Erik izraelewicz
Par Raphaël Caillet le vendredi, 30 novembre 2012, 18:04 - Lien permanent
C'est avec une grande tristesse que nous apprenons le décès d'Erik izraelewicz.
Le
8 novembre dernier, Erik Izraelewicz modérait la grande conférence
d'ouverture des Journées de l'économie qui avait été organisée par
Patrick Artus sur le thème : "Peut-on prévoir les ruptures et les crises ?". C'était devenu un rendez vous régulier, depuis quatre ans, Erik Izraelewicz était toujours là quand on le sollicitait (Conférences Jéco). Cette année il avait aussi accepté que l'on monte un débat en associant Le Monde, l'AFSE (Association Française de Science Economique) et les Jéco sur les enjeux économiques de l'élection présidentielle ("Après les élections que faire ?").

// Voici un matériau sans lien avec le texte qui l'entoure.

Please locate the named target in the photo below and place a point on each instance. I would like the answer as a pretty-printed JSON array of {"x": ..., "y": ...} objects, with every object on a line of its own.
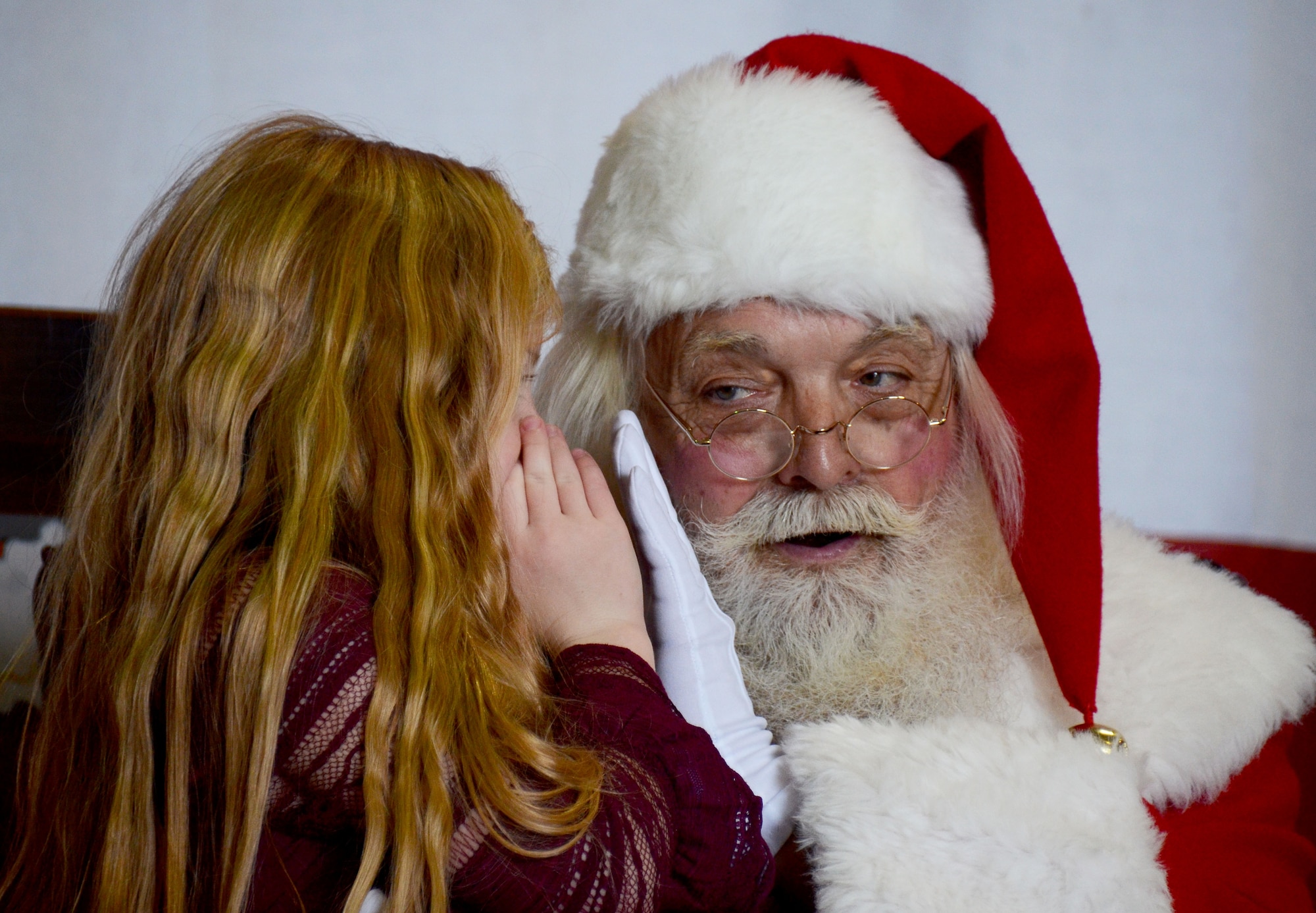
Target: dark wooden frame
[{"x": 43, "y": 366}]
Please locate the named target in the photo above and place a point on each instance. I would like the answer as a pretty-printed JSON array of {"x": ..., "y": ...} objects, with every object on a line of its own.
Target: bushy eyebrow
[
  {"x": 889, "y": 332},
  {"x": 707, "y": 342}
]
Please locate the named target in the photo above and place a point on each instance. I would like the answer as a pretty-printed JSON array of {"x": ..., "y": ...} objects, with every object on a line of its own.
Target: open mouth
[{"x": 818, "y": 540}]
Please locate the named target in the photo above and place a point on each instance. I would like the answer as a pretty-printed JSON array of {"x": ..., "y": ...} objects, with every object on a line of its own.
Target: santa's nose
[{"x": 822, "y": 459}]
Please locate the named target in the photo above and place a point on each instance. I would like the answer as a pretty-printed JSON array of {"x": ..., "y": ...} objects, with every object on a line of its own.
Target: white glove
[{"x": 696, "y": 641}]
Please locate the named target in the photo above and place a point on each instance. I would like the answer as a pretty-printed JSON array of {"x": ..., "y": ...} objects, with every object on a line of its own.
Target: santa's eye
[
  {"x": 727, "y": 394},
  {"x": 882, "y": 379}
]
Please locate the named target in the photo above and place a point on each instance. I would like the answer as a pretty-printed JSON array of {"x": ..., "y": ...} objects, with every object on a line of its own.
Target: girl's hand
[{"x": 573, "y": 566}]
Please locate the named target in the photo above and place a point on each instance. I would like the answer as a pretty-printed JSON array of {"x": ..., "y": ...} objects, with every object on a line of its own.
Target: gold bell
[{"x": 1107, "y": 740}]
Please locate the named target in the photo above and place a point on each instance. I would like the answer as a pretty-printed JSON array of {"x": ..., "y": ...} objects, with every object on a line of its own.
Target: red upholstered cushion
[{"x": 1288, "y": 577}]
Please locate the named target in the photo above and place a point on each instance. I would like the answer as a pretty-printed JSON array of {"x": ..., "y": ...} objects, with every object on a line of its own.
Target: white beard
[{"x": 915, "y": 623}]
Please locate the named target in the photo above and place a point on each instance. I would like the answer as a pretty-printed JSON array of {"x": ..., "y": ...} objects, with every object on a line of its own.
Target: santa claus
[{"x": 864, "y": 475}]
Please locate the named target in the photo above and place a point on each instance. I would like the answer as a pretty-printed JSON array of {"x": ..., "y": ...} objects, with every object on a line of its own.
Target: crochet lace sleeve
[{"x": 677, "y": 828}]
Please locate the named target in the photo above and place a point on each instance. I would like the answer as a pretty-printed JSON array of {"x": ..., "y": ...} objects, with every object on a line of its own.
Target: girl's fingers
[
  {"x": 595, "y": 486},
  {"x": 511, "y": 507},
  {"x": 542, "y": 488},
  {"x": 568, "y": 477}
]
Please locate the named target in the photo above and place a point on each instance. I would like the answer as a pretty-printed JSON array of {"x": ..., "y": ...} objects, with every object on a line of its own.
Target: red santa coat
[{"x": 1200, "y": 675}]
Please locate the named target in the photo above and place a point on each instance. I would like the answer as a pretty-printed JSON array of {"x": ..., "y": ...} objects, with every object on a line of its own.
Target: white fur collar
[{"x": 1197, "y": 671}]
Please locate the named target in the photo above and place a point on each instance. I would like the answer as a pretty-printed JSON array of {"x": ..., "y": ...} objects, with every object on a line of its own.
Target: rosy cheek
[
  {"x": 918, "y": 482},
  {"x": 696, "y": 483}
]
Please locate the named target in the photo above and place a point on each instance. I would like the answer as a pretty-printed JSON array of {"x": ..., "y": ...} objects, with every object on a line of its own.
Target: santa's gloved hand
[{"x": 696, "y": 641}]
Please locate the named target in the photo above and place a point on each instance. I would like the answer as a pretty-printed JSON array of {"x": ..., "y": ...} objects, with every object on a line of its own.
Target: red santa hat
[{"x": 843, "y": 176}]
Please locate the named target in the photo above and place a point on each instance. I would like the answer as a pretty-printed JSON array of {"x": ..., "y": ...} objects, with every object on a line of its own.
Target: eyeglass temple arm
[
  {"x": 681, "y": 423},
  {"x": 948, "y": 383}
]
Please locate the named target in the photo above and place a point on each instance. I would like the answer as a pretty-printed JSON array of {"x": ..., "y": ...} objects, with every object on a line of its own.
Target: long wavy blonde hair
[{"x": 311, "y": 346}]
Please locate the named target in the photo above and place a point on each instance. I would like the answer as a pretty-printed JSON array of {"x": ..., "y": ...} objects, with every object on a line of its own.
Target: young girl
[{"x": 336, "y": 608}]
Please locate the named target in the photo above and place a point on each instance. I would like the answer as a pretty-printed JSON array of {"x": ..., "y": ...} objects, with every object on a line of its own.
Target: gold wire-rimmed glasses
[{"x": 749, "y": 445}]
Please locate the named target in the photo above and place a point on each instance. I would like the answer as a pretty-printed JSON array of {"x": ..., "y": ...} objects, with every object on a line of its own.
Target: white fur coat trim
[
  {"x": 1197, "y": 671},
  {"x": 969, "y": 816},
  {"x": 724, "y": 186}
]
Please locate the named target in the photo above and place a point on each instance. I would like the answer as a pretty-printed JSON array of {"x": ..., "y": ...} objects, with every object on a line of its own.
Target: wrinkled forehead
[{"x": 784, "y": 337}]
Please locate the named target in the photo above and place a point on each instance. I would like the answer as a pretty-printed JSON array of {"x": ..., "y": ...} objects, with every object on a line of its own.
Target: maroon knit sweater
[{"x": 677, "y": 828}]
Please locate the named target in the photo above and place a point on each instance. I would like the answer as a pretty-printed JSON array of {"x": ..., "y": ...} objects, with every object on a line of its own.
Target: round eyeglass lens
[
  {"x": 889, "y": 433},
  {"x": 751, "y": 445}
]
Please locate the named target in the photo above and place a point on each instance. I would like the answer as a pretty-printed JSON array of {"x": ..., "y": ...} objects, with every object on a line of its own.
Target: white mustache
[{"x": 777, "y": 513}]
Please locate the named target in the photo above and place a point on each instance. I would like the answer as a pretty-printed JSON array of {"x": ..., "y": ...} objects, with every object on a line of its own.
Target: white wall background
[{"x": 1171, "y": 141}]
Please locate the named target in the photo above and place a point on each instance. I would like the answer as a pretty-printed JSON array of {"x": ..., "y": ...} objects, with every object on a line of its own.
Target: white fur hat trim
[{"x": 722, "y": 187}]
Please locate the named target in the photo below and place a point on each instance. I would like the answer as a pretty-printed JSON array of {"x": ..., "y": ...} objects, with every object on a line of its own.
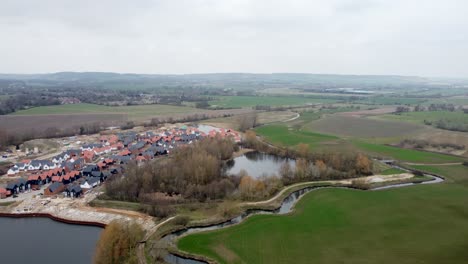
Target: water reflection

A chaque fois j'ai été étonné par sa disponibilité malgré la charge de
travail qui était la sienne. Je pense qu'il n'est pas nécessaire
d'insister sur la compétence d'Erik qui pouvait avec aisance, sur une
grande diversité de sujets, dialoguer avec des économistes, des
politiques, des chefs d'entreprise, des acteurs sociaux et rendre
accessible les questions les plus techniques.
La fidélité
discrète d'Erik, prêt à s'impliquer dans un projet, s'il était convaincu
qu'il avait du sens était une aide précieuse.
Nous sommes
nombreux à lui être redevable de cette présence rassurante qui nous
aidait à concrétiser des idées qui pouvaient sembler peu réalistes.
Curieusement, c'est l'image de son sourire un peu absent qui,
aujourd'hui symbolise sa présence et nous accompagne pour porter de
nouveaux défis.
Toute l'équipe des Journées de l'économie présente ses condoléances à sa famille, ses amis et au personnel du journal Le Monde.